The increased adrenergic receptor activity is responsible for the hypertrophy of the glands, the adipose and muscle tissues. NGF plays a role in the interaction between the target cells and the axon terminals of sympathetic and sensory neurons. On another way, NGF as a trophic factor increases the density of the sympathetic innervation and the adrenergic receptor expression. The increased catecholamine levels induce a resistance to insulin, thereby contributing to the damage of the muscle cells and adipocytes. The catecholamine cytotoxicity and the chronic stimulation of the adrenergic receptors lead to the tissue hypertrophy and an increase in the sympathetic neuron apoptosis. The NGF stimulated angiogenetic effect associates with the hypertrophy and the severity of atherosclerosis. A transactivation between the adenosine and the TrkA receptor activations have been demonstrated after tissue injury caused by hypoxia.

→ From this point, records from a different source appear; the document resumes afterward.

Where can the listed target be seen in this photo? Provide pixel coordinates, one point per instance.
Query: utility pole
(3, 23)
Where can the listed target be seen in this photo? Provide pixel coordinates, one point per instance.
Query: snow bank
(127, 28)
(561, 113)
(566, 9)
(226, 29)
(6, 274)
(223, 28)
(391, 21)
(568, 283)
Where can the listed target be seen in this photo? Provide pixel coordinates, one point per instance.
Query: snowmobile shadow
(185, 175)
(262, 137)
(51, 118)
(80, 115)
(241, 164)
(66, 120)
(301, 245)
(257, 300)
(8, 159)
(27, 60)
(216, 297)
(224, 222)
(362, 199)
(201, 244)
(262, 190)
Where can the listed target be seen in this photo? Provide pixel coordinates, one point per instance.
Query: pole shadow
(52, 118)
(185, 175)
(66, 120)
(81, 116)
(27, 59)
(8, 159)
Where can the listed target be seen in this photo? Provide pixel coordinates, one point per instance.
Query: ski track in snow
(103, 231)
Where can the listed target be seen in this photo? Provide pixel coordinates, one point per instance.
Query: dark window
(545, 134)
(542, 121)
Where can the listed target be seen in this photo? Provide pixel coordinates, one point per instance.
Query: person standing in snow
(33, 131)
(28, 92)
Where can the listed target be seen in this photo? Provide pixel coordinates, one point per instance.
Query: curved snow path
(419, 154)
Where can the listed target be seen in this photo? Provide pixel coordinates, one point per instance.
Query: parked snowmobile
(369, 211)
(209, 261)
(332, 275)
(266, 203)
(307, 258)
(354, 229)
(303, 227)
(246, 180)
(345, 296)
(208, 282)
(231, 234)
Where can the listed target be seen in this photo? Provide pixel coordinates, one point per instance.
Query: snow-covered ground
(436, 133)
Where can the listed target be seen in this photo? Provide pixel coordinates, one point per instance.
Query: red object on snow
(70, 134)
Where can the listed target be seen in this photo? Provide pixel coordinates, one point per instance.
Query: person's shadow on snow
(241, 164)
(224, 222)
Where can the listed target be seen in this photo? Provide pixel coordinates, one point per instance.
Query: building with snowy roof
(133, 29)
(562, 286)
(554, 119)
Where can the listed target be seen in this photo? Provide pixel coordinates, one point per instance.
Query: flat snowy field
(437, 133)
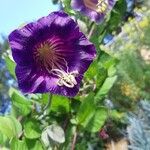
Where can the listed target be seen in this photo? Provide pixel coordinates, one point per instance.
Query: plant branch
(49, 102)
(91, 31)
(74, 140)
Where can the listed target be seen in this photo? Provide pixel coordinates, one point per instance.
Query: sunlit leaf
(32, 129)
(10, 127)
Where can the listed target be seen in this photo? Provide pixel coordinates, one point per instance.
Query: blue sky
(13, 13)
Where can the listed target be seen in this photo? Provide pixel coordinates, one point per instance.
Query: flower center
(101, 6)
(49, 57)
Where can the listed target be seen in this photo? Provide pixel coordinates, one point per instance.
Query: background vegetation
(112, 107)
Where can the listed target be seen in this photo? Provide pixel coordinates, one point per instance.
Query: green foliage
(97, 121)
(112, 85)
(32, 129)
(86, 110)
(10, 126)
(20, 103)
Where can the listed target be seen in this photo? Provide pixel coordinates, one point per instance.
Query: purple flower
(94, 9)
(51, 54)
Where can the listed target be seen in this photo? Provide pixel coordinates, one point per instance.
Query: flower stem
(91, 31)
(74, 140)
(49, 102)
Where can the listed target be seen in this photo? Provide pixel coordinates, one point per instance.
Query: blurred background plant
(97, 118)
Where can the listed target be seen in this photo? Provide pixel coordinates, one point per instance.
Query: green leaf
(17, 144)
(86, 110)
(67, 7)
(21, 103)
(34, 144)
(10, 127)
(97, 121)
(60, 104)
(3, 139)
(10, 66)
(107, 85)
(32, 129)
(54, 132)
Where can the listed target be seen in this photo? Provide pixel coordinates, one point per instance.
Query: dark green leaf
(97, 121)
(105, 88)
(21, 103)
(10, 127)
(32, 129)
(17, 144)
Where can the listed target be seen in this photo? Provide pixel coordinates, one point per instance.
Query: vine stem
(91, 31)
(74, 140)
(49, 102)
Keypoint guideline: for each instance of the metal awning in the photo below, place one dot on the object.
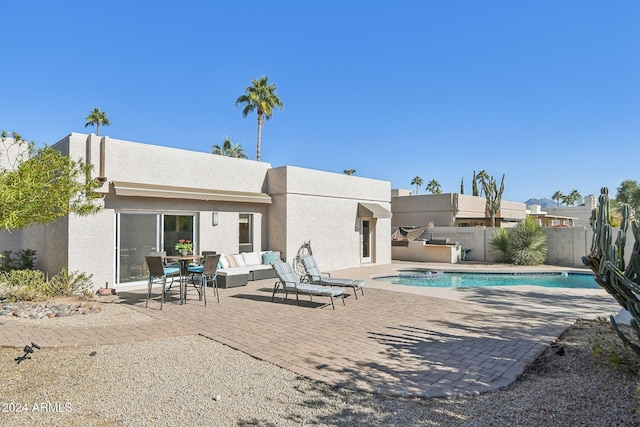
(170, 192)
(372, 210)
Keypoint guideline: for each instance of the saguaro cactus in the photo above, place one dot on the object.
(606, 260)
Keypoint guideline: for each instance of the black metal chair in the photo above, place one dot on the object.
(158, 273)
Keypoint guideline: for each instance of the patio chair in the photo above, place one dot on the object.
(158, 273)
(208, 273)
(166, 264)
(290, 282)
(316, 277)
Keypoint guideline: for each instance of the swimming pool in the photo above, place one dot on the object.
(435, 279)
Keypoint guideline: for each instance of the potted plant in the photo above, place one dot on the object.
(184, 247)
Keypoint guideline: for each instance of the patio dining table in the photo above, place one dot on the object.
(184, 264)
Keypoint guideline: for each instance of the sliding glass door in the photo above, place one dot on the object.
(138, 234)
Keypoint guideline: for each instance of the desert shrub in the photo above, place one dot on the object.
(528, 243)
(24, 260)
(71, 284)
(524, 244)
(32, 285)
(500, 240)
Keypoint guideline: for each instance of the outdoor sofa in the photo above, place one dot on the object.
(237, 269)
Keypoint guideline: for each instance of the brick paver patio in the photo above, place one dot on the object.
(413, 343)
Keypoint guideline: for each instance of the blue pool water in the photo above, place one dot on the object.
(474, 280)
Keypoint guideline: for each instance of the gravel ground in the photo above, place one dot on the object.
(195, 381)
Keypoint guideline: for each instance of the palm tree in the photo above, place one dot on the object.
(417, 181)
(576, 197)
(229, 149)
(474, 185)
(557, 196)
(262, 97)
(434, 187)
(97, 118)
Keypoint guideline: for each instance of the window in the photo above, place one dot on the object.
(245, 233)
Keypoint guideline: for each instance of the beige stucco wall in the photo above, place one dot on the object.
(421, 210)
(322, 207)
(421, 252)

In brief, NGF exerts a relevant role in the tissue repair via improving the sympathetic innervation, the cell survival mechanisms and the inflammatory and immunocompetent cell activations.

The endocrine diseases, particularly the autoimmune disorders, respresent a network of the neural, hormonal and immune processes. The hormones associating with the increased cate­cholamine release and the enhanced sympathoadrenal activity could contribute to the T helper 2 dominance, the tissue hypertrophy and the cardiovascular damage. It is no doubt that NGF is involved in the development of cardiac diseases, inducing hypertrophy through its modulating effects. The thyroid hormones promote the trophical effect of NGF via the transduction of the cell survival signal. An increased activation of the hypothalamic-pituitary-adrenal axis could be detected in diabetes mellitus. The damages of the adipose and muscle tissues exhibit a complexity of the neural, hormonal and immuno-inflammatory networks. It seems that the trophical effects of several growth factors and the durable stimulation of the adrenergic receptors may associate with the tissue hypertrophy and the enhanced apoptosis. The deterioration of the sympathetic and sensory innervations affects a wide spectrum of the tissues causing thyroid, diabetes and other endocrine diseases. The overloaded sympatho­adrenal activity and the other chronic stimulating factors also affect the cardiovascular tissues. It seems that this affection can not be avoided. Early revealing of the endocrine dysfunctions should be the most important for the prevention of the cardiovascular diseases.

The neural, hormonal, inflammatory and immune processes form a network not only at the tissue levels but also at the cellular levels. NGF plays a modulatory role in this network and contributes to the best homeostasis of the patients.